Methods: This prospective observational study included 534 pediatric patients (age range 1 month to 18 years) admitted to the pediatric intensive care unit of R.D. Gardi Medical College, Ujjain, from January 1, 2023 to April 30, 2024. The objective of the study was to study associations of disturbances in the levels of serum sodium, potassium, calcium, magnesium, and phosphorus with organ system involvement and child mortality, using multiple logistic regression models.
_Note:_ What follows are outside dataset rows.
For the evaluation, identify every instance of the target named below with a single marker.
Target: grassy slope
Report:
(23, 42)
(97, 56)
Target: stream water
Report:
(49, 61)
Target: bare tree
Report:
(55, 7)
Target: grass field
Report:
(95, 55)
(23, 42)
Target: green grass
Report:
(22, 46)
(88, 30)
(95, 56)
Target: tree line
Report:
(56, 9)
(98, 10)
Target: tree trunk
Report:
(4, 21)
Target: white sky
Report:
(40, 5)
Results: Among the 534 patients, 325 (61%) were boys and 209 (39%) were girls, with a mean ± SD age of 5.17 ± 4.79 years. Most patients presented with fever (71%), fatigue (34%), and malaise (21%). A total of 1057 electrolyte abnormalities were recorded, with hypocalcemia (263 episodes, 25%) being the most common, followed by hypokalemia (192 episodes, 18%) and hyponatremia (172 episodes, 16%). A total of 173 episodes of severe hypocalcemia (S. calcium <6.5 mg/d), 21 episodes of severe hypernatremia (S. sodium >150 mEq/L) and 12 episodes of hypokalemia (S. potassium <2.5 mEq/L). All children with hypocalcemia had neurological symptoms. Hypokalemia was significantly associated with neurological (adjusted odds ratio 2.07), endocrine (adjusted odds ratio 2.26) and cardiovascular system (adjusted odds ratio 10.20) symptoms. Hyponatremia was significantly associated with symptoms of respiratory system (adjusted odds ratio 2.82) and gastrointestinal system (adjusted odds ratio 1.95). Hyperkalemia was significantly associated with symptoms of neurological (adjusted odds ratio 3.84), endocrine (adjusted odds ratio 2.24) and cardiovascular system (adjusted odds ratio 3.53). A total of 34 (6%) deaths were recorded and found to be associated mainly with hypokalemia (56%), hypocalcemia (44%), and hyponatremia (32%). Among these, hypokalemia (odds ratio: 2.43) and hypernatremia (odds ratio: 2.26) were significantly associated with mortality.
Conclusion: Electrolyte abnormalities were highly prevalent among children in the pediatric intensive care unit, with imbalances in the calcium, potassium, and sodium levels being the most common. Hypokalemia and hypernatremia were significantly and positively associated with mortality.